Cotswold Geotechnical (Holdings) Ltd (Cotswold) has been found guilty of corporate manslaughter. It is the first company to be charged with and convicted of that offence under the Corporate Manslaughter and Corporate Homicide Act 2007 and it has been fined £385,000.
A jury at Winchester Crown Court has found Cotswold Geotechnical (Holdings) Ltd (Cotswold) guilty of corporate manslaughter. This criminal prosecution is the first time a company has been charged with or convicted of this offence under the Corporate Manslaughter and Corporate Homicide Act 2007, which came into force on 6 April 2008.
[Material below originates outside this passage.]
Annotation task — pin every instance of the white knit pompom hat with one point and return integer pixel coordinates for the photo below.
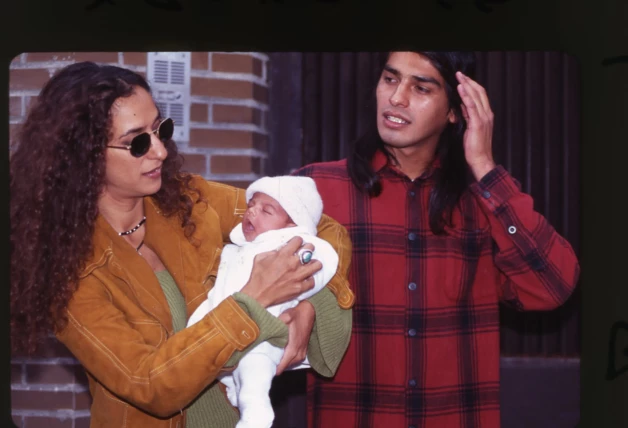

The case against Cotswold followed the death of an employee in September 2008 while taking soil samples from the bottom of a 3.5 metre trial pit at a building site. The jury heard that the walls of the trial pit were not supported and soil collapsed into the trial pit, burying and asphyxiating the employee. The prosecution’s case was that Cotswold’s systems had failed to take all reasonably practicable steps to protect the employee from its unsafe system of work in digging trial pits that were unnecessarily dangerous. The company ignored well-recognised industry guidance that prohibited entry into excavations more than 1.2 metres deep and, at the time of the employee’s death, Cotswold had left him unsupervised on site. The firm was fined £385,000.